L’area della piscina va considerata insieme a tutto il complesso sportivo per essere sostenibile economicamente alla prova del tempo. Ma considerando la situazione territoriale attuale, non ha alcun senso fare un’altra piscina come prima, c’è già Bastia e tanti agriturismi per i turisti.

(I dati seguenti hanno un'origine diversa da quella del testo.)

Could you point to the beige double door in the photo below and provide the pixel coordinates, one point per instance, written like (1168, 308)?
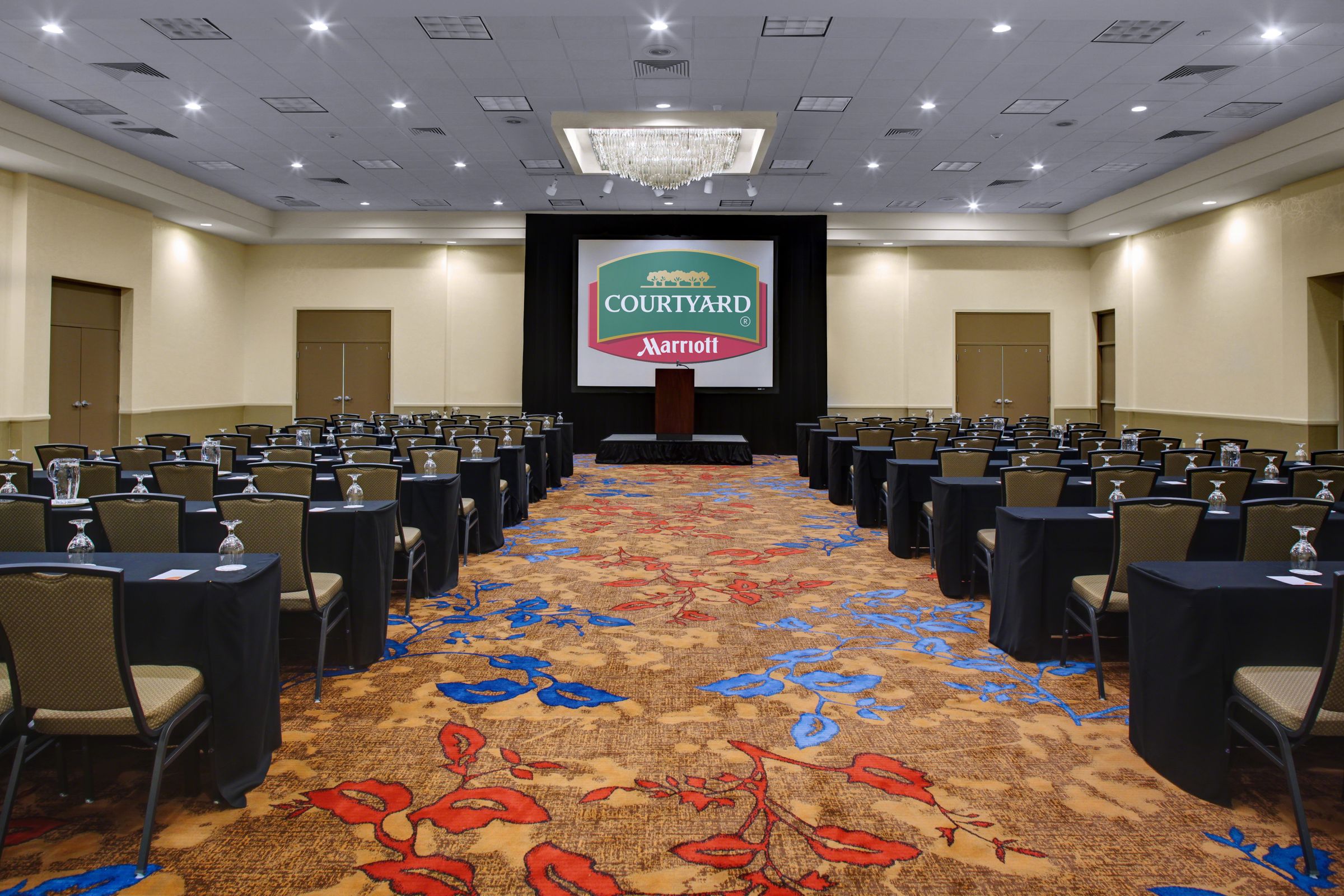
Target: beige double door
(1003, 365)
(344, 363)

Ci sono strutture consolidate nella piana utilizzate ormai da molte persone che senso ha agire ancora in modo competitivo e campanilistico?. Nessuno. 

Tuttavia se si vuole mantenere la funzione ‘piscina’  l’unica strada è provare ad immaginare tutto il complesso sportivo ad un’altra scala di attrattività, senza dimenticare i  servizi agli abitanti della zona levante. Ad esempio un impianto di livello nazionale con un taglio e respiro differente.  Ci sono tuttavia alti rischi e tempistiche incerte perché servono dei players con forte capacità gestionale e tempi lunghi di investimento pubblico-privato e realizzazione delle opere.

La concessione eventuale dell’area deve tenere conto infatti anche delle esigenze locali garantendo l’interesse pubblico. In altre parole, evitare l’operazione di svendita del patrimonio come successo alle nostre latitudini con il caro ex Arci di piazza Nova, unico luogo di ritrovo pubblico del quartiere. La questione potrebbe anche essere affrontata rinunciando alla funzione ‘piscina’ e ripensando  l’area come annessa al campo sportivo  potenziandone  le funzioni e servizi. Basti pensare, ad esempio, all’assenza cronica di parcheggi dello stadio, ma anche, come detto, alla mancanza di parchi e attrezzature per la zona espansione levante. 

Tornando dal particolare al generale, il punto fondamentale è l’assenza di una pianificazione integrata tra Bastia a Assisi. Se non cambiamo paradigma ci saranno altri casi simili alla piscina comunale anche in futuro. 

[1] vedi proposta pubblicata su https://altreconomia.it/una-collana-di-parchi-tra-perugia-bastia-e-assisi-a-difesa-del-suolo-umbro

[2] vedi articolo pubblicato su www.assisimia.it/2020/09/15/utopia-realizzabile

 

Francesco Berni

Urbanista. Consulente del Comune di Milano per progetti di rigenerazione urbana e innovazione sociale. Ho lavorato per enti pubblici e privati nel campo della progettazione e pianificazione urbanistica. Svolgo attività di studio e ricerca presso il Dipartimento di Architettura DIDA dell’Università degli Studi di Firenze su temi legati alla rigenerazione urbana, innovazione sociale e disegno della città. Appena posso però me ne torno tra i vicoli di Assisi.